Check the current river crossing conditions: 1-800-661-0750

Willowlake River

Kilometre 625 (Mile 388.4)

The Willowlake River winds its way from the Horn Plateau in the east to the Mackenzie River. This river was historically used by the Indigenous groups from the east to bring furs to Fort Alexander, which was located near here. The furs and supplies were then traded and goods transported to market via the Mackenzie River.

Mackenzie Valley Viewpoint

Kilometre 631 (Mile 392.2)

Great view to the south of the Mackenzie Valley and River, meeting with the Willowlake River. Looking west across the Mackenzie River and several large islands, you can see the Mackenzie Mountains beyond. Looking east you can see the beginnings of the McConnell Mountain Range, which turns into the Franklin Mountain Range a little further north.

Did You Know?

Water is trucked into most of our parks – please use wisely.

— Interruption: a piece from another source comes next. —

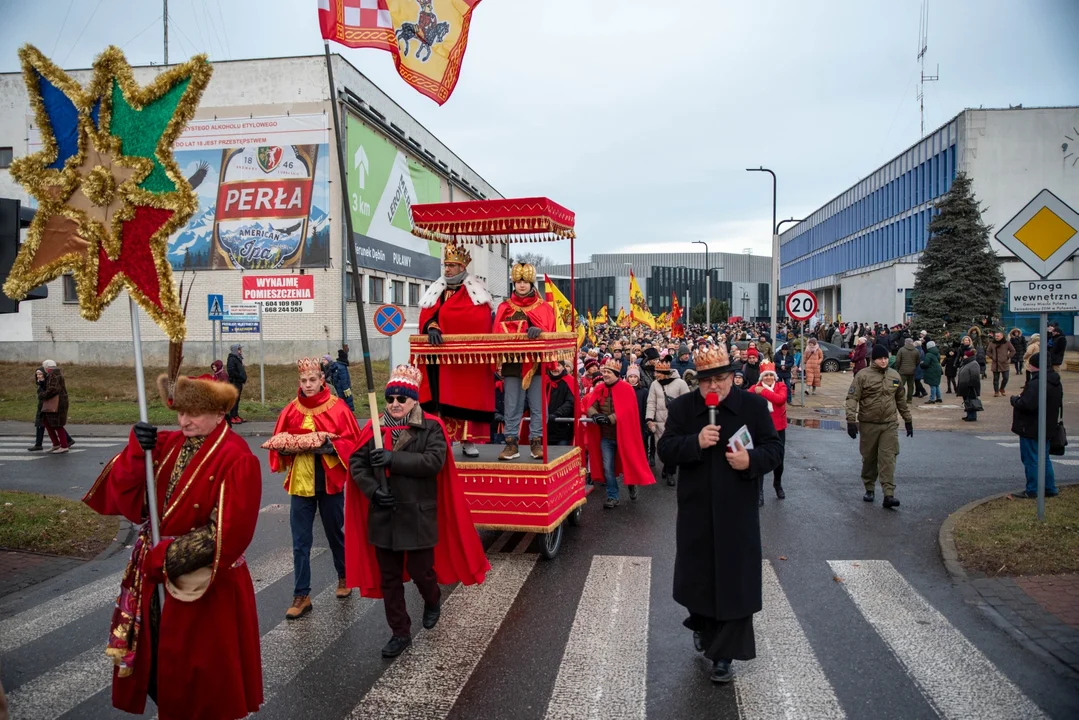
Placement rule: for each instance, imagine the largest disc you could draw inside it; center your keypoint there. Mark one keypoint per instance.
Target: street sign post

River Between Two Mountains

Kilometre 652.9 (Mile 405.7)

This river cuts a channel through the McConnell Range in the east, on its way to the Mackenzie River. The river has substantial cultural and historical significance to the First Nation groups in the area.


Kilometre 690 (Mile 428.7)

Wrigley (pop. 153) is the northernmost all-season access point along the Heritage Route/Highway 1. This picturesque community overlooks the Mackenzie River, with the Franklin Mountains in the distance. Most of the Dene people in Wrigley live in log homes and carry on their traditional livelihoods of hunting, fishing and trapping. In the winter, the community provides a stop-over for vehicles driving further north on the winter roads to the communities of Tulita, Deline, Norman Wells, Fort Good Hope Enviro Photo and Colville Lake.